¿Qué sanción le corresponde a la pícara empleada que le pidió una foto a Guillermo Barros Schelotto para marcarle, solapada, tres deditos? A mi entender, ninguna. ¿Y qué sanción les corresponde a los dirigentes de la delegación visitante que, en el momento de su arribo a La Boca, taparon ostensiblemente sus narices, en señal de estar sintiendo mal olor? A mi criterio, ninguna. Hoy le toca a una hacer el chiste de los tres dedos; hace poco le tocó a otra hacer el mismo chiste, pero con cuatro. Y eso es todo. Estos vienen para acá y se tapan la nariz, como hacía Angel Labruna; luego otros irán para allá y ensayarán un breve aleteo, como hizo Carlos Tevez. ¿Y qué pasa? Nada. No tiene que pasar nada.
Estoy plenamente de acuerdo con que es preciso evitar toda forma de incitación a la violencia. Pero me pregunto si no es problemático que el criterio de lo que se considera incitación se establezca según la escala de la susceptibilidad de los violentos. Porque, como sabemos desde El matadero de Echeverría por lo menos, no existe nadie más susceptible que un violento cuando está dispuesto a la agresión (para pelear puede bastarle solamente una mirada: “¿Qué me mirás, gil?”, o incluso que no le digan nada: “¿Qué te pasa, gil? ¿Sos mudo?”).

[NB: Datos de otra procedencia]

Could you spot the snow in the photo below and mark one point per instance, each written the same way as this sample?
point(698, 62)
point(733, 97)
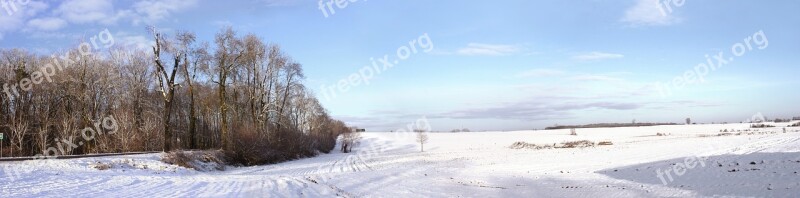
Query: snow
point(477, 164)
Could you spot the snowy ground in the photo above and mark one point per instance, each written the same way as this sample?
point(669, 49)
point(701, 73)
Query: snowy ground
point(479, 164)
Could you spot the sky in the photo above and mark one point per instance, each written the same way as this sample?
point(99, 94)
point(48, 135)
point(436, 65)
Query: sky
point(482, 65)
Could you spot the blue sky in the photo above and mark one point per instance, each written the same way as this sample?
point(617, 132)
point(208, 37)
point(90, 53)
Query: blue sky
point(493, 65)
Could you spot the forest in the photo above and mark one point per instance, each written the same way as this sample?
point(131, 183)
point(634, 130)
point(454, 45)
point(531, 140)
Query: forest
point(237, 93)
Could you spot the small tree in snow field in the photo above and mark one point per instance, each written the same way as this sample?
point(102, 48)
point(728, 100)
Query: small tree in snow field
point(422, 138)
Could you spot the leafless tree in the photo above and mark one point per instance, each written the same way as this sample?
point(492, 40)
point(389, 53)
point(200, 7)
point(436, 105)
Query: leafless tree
point(166, 84)
point(422, 138)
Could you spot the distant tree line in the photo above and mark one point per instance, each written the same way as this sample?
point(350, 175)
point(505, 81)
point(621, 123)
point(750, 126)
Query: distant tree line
point(237, 93)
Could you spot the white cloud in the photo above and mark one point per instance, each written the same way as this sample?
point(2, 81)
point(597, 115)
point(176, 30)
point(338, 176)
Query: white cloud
point(47, 24)
point(594, 78)
point(479, 49)
point(649, 12)
point(540, 73)
point(281, 3)
point(88, 11)
point(17, 20)
point(154, 10)
point(135, 41)
point(597, 56)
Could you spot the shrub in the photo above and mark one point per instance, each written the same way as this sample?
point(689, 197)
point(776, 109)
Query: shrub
point(577, 144)
point(760, 126)
point(525, 145)
point(252, 147)
point(101, 166)
point(198, 160)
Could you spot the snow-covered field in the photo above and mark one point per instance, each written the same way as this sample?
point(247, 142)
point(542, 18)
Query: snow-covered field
point(478, 164)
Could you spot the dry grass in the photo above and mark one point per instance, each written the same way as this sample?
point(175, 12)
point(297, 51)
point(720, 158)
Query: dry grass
point(101, 166)
point(563, 145)
point(605, 143)
point(198, 160)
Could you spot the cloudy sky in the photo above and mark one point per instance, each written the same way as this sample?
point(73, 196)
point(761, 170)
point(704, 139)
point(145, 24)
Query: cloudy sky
point(491, 65)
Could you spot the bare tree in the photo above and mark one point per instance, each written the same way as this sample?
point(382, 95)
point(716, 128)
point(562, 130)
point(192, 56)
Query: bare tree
point(422, 138)
point(166, 84)
point(227, 59)
point(350, 140)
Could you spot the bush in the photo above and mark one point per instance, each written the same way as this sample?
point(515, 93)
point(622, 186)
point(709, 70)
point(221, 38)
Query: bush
point(577, 144)
point(197, 160)
point(101, 166)
point(761, 126)
point(252, 147)
point(525, 145)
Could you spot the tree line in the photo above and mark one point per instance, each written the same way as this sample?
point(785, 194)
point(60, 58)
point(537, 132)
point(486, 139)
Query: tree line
point(236, 93)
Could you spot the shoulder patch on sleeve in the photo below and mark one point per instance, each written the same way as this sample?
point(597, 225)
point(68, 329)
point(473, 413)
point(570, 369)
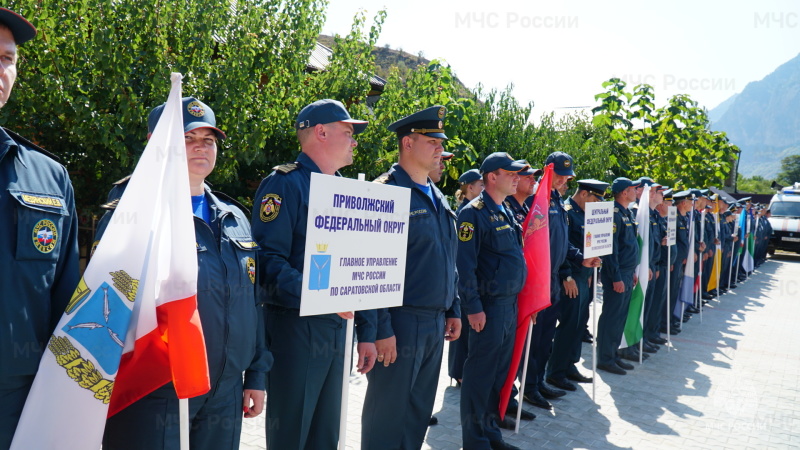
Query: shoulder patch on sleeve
point(465, 231)
point(270, 207)
point(285, 168)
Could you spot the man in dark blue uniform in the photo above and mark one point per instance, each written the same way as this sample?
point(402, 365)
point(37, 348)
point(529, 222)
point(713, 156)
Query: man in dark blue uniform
point(233, 326)
point(410, 339)
point(536, 390)
point(576, 294)
point(471, 187)
point(492, 272)
point(38, 244)
point(683, 203)
point(618, 279)
point(304, 388)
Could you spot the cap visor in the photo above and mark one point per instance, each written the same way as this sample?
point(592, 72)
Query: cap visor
point(358, 125)
point(198, 125)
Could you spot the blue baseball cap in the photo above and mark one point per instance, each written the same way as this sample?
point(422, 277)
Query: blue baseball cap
point(469, 176)
point(501, 160)
point(427, 122)
point(327, 111)
point(22, 30)
point(196, 114)
point(562, 164)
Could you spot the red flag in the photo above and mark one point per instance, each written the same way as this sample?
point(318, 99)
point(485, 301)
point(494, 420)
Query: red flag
point(535, 294)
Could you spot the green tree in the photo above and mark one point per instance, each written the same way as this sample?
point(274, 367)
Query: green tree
point(790, 170)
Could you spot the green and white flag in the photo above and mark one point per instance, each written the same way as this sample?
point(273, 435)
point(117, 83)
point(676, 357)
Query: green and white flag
point(633, 324)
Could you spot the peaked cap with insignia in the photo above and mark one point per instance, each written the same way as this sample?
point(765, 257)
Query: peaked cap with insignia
point(427, 122)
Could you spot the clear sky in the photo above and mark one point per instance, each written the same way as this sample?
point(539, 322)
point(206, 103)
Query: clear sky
point(558, 53)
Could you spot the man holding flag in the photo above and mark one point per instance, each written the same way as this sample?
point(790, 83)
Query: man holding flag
point(232, 322)
point(132, 324)
point(618, 279)
point(38, 244)
point(491, 271)
point(536, 390)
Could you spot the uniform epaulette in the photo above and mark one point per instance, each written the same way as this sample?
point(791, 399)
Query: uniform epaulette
point(285, 168)
point(30, 144)
point(233, 201)
point(122, 181)
point(112, 205)
point(382, 178)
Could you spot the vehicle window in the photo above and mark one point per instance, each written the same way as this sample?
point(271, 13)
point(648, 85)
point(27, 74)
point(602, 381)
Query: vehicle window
point(785, 209)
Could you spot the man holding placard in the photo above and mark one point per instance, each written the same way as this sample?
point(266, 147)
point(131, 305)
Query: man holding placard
point(618, 277)
point(410, 338)
point(304, 388)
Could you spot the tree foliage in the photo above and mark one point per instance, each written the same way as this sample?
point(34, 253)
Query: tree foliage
point(672, 144)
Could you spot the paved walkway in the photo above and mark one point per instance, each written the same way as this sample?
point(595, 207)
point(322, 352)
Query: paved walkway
point(732, 381)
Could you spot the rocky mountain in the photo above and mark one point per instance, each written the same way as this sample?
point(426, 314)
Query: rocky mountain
point(764, 120)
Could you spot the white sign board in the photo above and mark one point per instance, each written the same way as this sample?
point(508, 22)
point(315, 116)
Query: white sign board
point(598, 229)
point(355, 246)
point(672, 225)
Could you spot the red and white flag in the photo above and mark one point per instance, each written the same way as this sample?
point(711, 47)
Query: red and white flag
point(132, 324)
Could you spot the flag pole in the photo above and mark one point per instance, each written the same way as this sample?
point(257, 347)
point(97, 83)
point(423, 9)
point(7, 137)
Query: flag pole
point(669, 280)
point(183, 410)
point(594, 337)
point(524, 374)
point(348, 360)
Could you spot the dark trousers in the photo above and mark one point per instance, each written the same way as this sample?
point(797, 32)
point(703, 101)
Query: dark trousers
point(485, 372)
point(656, 313)
point(675, 288)
point(569, 332)
point(399, 398)
point(541, 345)
point(304, 386)
point(612, 320)
point(13, 393)
point(215, 420)
point(457, 353)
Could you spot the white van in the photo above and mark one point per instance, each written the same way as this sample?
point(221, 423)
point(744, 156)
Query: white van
point(785, 220)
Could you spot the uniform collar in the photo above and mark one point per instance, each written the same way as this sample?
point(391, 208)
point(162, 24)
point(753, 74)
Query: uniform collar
point(6, 143)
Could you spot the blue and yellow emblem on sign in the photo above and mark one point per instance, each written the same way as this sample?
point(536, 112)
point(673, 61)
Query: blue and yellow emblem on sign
point(45, 236)
point(319, 277)
point(101, 326)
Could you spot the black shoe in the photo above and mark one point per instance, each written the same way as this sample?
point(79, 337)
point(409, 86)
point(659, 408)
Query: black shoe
point(631, 355)
point(562, 383)
point(507, 424)
point(548, 392)
point(577, 377)
point(502, 445)
point(525, 415)
point(624, 365)
point(536, 399)
point(611, 368)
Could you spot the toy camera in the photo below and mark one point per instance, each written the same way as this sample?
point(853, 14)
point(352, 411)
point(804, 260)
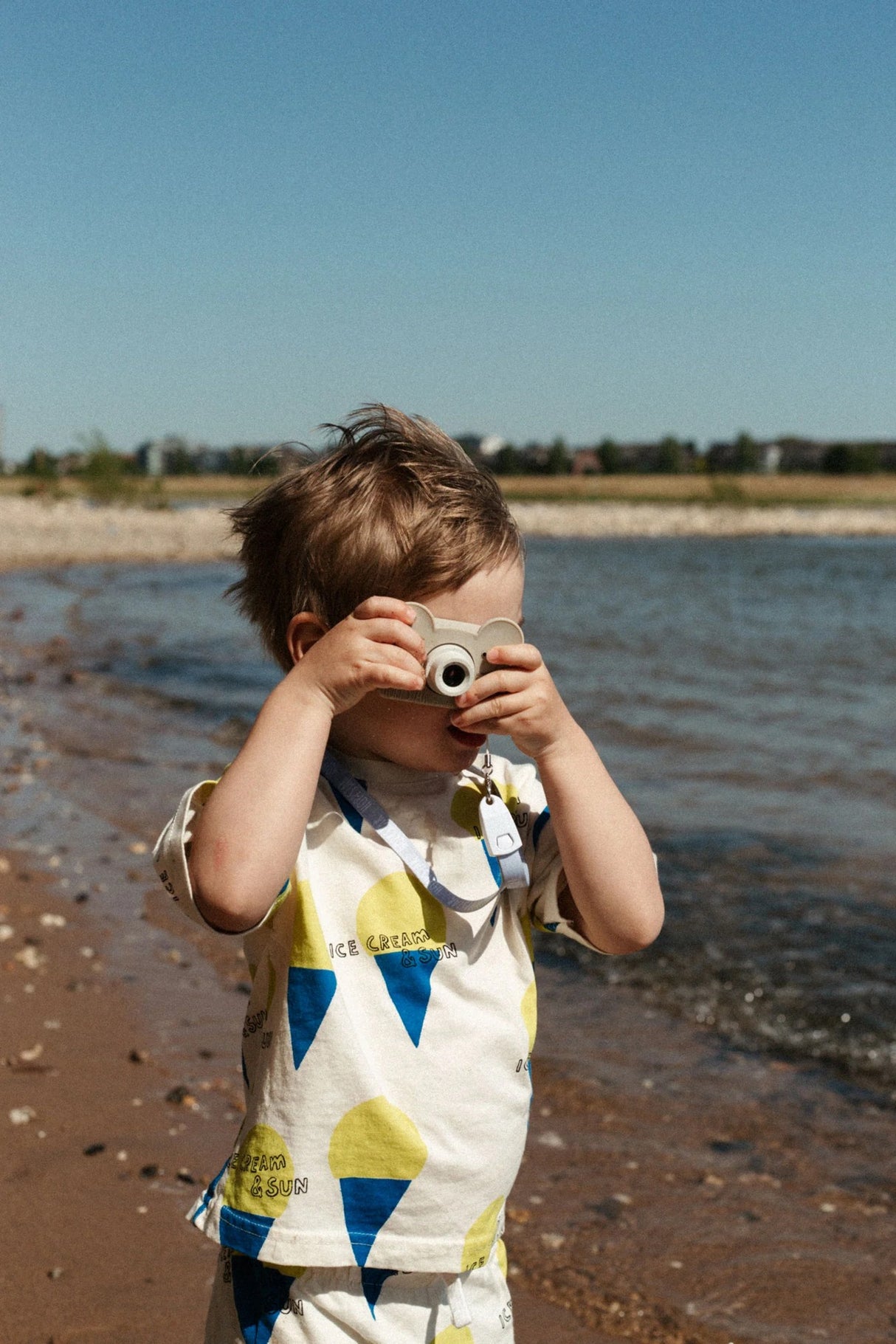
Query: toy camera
point(455, 655)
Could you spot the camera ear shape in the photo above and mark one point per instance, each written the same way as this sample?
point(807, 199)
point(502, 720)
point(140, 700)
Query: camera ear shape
point(500, 630)
point(424, 623)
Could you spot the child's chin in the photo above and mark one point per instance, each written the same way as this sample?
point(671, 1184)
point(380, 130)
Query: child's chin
point(472, 741)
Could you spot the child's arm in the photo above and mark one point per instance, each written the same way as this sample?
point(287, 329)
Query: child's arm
point(250, 831)
point(606, 856)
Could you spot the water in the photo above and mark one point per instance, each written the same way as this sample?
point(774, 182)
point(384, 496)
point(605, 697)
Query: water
point(742, 692)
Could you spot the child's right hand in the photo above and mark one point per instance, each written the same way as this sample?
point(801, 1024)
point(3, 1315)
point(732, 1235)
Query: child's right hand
point(373, 649)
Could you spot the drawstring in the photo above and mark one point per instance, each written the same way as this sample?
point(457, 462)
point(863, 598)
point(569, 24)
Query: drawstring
point(457, 1303)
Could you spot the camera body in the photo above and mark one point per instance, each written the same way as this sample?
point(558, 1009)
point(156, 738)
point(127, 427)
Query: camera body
point(455, 655)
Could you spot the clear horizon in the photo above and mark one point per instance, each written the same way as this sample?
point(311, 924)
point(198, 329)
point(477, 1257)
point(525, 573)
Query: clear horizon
point(618, 219)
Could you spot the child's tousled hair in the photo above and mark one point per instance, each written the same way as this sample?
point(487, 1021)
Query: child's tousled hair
point(394, 509)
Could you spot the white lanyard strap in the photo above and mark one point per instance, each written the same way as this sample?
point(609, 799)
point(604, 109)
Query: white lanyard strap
point(340, 779)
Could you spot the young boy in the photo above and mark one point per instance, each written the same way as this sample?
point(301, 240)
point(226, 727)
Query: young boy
point(393, 1010)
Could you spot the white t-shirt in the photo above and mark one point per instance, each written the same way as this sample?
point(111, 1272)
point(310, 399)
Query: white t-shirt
point(386, 1047)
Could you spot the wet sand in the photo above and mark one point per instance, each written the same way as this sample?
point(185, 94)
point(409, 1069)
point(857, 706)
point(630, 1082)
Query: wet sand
point(69, 531)
point(675, 1190)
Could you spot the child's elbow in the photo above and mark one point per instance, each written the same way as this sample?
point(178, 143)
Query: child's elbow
point(641, 926)
point(645, 931)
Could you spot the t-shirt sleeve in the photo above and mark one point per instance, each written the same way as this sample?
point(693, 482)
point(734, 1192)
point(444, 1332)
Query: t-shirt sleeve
point(172, 852)
point(545, 866)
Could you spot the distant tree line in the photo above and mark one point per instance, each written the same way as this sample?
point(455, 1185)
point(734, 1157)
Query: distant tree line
point(106, 472)
point(96, 461)
point(672, 456)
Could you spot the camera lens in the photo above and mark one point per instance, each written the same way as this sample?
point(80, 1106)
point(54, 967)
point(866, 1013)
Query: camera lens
point(450, 669)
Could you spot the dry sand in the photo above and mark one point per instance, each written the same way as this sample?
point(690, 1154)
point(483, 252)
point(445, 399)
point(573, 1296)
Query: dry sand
point(70, 531)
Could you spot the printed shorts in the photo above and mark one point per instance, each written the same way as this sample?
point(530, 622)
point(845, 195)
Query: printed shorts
point(254, 1304)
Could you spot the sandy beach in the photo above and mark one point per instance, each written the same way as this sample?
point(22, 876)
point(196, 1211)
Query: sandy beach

El avance incontenible del flagelo de lo políticamente correcto nos hace caminar por esa cornisa en la que la extrema sensibilidad en la definición de la provocación a la violencia se acerca riesgosamente a la justificación eventual de la violencia como reacción, o le concede un poder casi extorsivo sobre lo que se puede o no se puede hacer. La violencia deja de percibirse como lo que es: desmedida, desmesurada, para pasar a percibirse como una respuesta a la medida de la provocación. ¿Y si cayera, por caso, un violento a sopapear a estos preventores de violencias con el argumento de “Qué pensás, gil, que no me la banco”? Sería el colmo.